Raybould lived at Oakdale, East-the-Water, Bideford in Devon, where he died in 1972, aged 86. He was survived by his second wife Evelyn (27 March 1907 – 10 August 1976). They are buried together in the churchyard of St Margaret's church in Northam.

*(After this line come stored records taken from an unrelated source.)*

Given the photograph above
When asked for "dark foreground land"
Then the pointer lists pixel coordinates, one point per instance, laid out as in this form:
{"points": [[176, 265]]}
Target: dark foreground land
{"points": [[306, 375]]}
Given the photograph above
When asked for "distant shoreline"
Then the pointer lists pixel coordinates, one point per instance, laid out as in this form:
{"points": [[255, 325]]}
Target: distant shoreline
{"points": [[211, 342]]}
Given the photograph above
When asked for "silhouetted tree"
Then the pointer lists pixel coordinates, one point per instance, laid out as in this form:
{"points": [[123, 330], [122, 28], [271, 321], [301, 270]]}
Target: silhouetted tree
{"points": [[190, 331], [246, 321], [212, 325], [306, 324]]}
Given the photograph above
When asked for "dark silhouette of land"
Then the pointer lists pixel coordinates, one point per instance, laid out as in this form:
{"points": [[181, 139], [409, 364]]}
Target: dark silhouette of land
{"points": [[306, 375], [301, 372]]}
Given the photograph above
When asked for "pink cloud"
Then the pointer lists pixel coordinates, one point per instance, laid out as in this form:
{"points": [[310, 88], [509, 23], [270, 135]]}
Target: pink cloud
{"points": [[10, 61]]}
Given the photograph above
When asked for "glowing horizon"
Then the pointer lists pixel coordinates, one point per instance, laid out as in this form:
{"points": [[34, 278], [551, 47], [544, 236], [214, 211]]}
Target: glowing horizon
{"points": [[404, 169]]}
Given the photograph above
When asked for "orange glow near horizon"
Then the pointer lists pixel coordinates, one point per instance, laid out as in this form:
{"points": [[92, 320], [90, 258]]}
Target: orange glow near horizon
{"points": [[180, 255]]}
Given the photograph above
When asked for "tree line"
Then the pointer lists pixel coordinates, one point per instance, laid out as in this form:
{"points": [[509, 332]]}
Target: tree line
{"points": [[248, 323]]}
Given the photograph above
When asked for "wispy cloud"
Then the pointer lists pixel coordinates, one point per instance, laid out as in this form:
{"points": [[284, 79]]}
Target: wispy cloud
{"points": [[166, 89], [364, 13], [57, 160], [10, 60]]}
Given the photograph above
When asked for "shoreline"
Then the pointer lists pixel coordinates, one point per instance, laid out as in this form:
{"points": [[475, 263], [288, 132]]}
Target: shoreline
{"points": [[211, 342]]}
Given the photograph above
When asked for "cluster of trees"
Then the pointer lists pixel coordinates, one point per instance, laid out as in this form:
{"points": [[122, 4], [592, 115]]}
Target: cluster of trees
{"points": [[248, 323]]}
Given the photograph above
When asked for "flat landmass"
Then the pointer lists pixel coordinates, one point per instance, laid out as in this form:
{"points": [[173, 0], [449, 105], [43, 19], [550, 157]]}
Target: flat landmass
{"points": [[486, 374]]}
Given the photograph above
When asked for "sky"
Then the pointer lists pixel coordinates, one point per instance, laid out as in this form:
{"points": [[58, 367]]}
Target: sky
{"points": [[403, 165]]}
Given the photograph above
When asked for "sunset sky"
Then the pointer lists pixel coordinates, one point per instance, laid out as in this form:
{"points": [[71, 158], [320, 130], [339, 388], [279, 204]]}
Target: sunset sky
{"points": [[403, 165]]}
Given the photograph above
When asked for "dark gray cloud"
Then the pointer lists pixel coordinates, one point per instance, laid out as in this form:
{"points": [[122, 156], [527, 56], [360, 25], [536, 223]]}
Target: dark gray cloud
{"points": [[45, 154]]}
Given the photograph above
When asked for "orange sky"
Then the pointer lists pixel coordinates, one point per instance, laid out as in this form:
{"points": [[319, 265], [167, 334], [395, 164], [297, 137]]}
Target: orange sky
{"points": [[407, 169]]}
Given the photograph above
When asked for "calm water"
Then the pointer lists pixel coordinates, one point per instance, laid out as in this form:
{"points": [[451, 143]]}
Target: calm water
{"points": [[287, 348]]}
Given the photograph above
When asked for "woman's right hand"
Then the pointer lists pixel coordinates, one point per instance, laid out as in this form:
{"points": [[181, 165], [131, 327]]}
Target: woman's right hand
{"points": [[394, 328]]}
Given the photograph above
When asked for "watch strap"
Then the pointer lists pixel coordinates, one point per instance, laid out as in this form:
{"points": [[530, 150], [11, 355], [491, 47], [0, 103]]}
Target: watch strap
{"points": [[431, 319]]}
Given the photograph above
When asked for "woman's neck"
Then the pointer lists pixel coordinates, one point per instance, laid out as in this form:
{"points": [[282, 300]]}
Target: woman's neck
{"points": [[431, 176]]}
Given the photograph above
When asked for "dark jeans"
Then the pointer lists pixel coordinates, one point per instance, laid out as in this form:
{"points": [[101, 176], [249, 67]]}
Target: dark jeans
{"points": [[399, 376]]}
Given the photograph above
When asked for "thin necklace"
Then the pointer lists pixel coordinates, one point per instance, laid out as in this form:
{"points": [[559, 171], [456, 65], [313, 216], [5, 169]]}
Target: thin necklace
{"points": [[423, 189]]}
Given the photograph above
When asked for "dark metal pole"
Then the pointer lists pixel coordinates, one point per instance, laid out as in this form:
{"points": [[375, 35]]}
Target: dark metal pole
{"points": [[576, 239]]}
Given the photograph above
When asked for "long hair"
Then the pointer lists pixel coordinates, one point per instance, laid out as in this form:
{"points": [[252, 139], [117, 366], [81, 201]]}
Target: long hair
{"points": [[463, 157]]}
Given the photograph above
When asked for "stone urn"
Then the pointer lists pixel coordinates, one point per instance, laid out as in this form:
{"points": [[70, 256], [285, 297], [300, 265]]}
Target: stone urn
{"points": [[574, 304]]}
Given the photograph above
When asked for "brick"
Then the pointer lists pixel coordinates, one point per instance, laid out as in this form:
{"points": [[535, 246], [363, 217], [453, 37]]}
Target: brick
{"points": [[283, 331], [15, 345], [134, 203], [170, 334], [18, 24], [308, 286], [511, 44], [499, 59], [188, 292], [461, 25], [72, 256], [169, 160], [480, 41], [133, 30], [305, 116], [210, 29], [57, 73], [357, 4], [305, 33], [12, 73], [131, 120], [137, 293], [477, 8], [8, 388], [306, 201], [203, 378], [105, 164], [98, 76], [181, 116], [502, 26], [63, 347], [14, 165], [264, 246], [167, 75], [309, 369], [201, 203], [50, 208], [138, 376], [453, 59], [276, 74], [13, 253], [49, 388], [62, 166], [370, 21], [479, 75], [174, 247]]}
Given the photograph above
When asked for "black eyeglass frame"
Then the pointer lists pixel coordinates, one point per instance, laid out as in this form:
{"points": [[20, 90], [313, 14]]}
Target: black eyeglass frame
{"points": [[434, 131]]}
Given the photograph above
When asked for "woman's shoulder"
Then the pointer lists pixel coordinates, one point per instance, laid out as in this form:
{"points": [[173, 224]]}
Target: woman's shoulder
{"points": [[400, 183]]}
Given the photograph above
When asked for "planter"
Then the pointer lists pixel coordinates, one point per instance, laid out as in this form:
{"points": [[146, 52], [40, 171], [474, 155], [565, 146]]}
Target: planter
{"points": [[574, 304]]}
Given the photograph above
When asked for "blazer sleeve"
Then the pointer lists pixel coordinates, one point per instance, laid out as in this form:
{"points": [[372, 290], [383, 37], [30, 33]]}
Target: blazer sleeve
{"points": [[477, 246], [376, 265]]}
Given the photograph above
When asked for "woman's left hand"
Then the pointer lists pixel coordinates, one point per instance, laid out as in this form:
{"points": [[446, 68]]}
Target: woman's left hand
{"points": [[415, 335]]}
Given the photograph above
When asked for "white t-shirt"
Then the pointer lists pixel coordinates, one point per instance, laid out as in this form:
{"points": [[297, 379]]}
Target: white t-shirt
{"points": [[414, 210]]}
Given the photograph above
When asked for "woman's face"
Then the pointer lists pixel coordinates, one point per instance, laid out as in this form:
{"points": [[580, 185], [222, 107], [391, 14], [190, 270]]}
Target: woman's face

== Selected compositions ==
- The Sumida River, opera (1916)
- Score for Paul Rotha's Rising Tide and Contact (1933)
- Dance Serenade, for cello and piano (1937)
- A Legend, for cello and piano (1937)
- Three Pieces (Prelude, A Fairy Tale and Passepied) for piano solo (1938)
- Dorothy, for six-part mixed voices (1948)
- The Wistful Shepherd for clarinet and piano
- Four Songs (Merciles Beautie, In the Red April, Crepuscule and The Flower Girl)

== First performances ==
- Britten – King Arthur (1937), BBC Orch, 23 April 1937
- Ernest Bloch Les Poèmes de la Mer, UK premiere, BBCSO, 22 October 1937
- Granville Bantock – Five Ghazals of Hafiz with a prelude for baritone and orchestra, BBC Orch, 15 December 1937
- Britten – Kermesse canadienne (1939), BBCSO, 6 June 1940
- Philip Prosper Sainton – Symphonic Poem The Island (1939), BBC Orch, London, 5 June 1942

== Recordings ==
- First complete recording of Purcell's Dido and Aeneas. Clarence Raybould (conductor). Decca X101-7, 1936
- Mozart Concert Rondo in A, K386. Clarence Raybould (conductor) with Eileen Joyce (piano). 5 February 1936, Parlophone
- Elgar Sea Pictures, excerpts. Clarence Raybould (conductor), Mary Jarred (contralto) and BBC Symphony Orchestra
- Fauré Vocalise-étude in E minor. Clarence Raybould (piano) with Leon Goossens (oboe). Oboe Classics. CC2005.
- Bax Winter Legends, Viola Sonata, A Mountain Mood, A Hill Tune. Clarence Raybould (conductor) with Harriet Cohen (piano), William Primrose (viola) and the BBC Symphony Orchestra. Dutton. CDBP9751.
- Mozart "Fra gli amplessi" from Così fan tutte. Clarence Raybould (conductor) with Ina Souez (soprano) and Heddle Nash (tenor)

== Notable broadcasts ==
- Prokofiev Alexander Nevsky – a play based on the film broadcast on BBC radio on 26 April 1942 with Michael Redgrave (Nevsky) and the BBC Symphony Orchestra, Chorus and Theatre Chorus, Clarence Raybould, conductor
- Bliss Peace Fanfare for Children. BBC SO/Clarence Raybould. BBC Home Service. Children's Hour, broadcast 8 May 1945 (VE Day).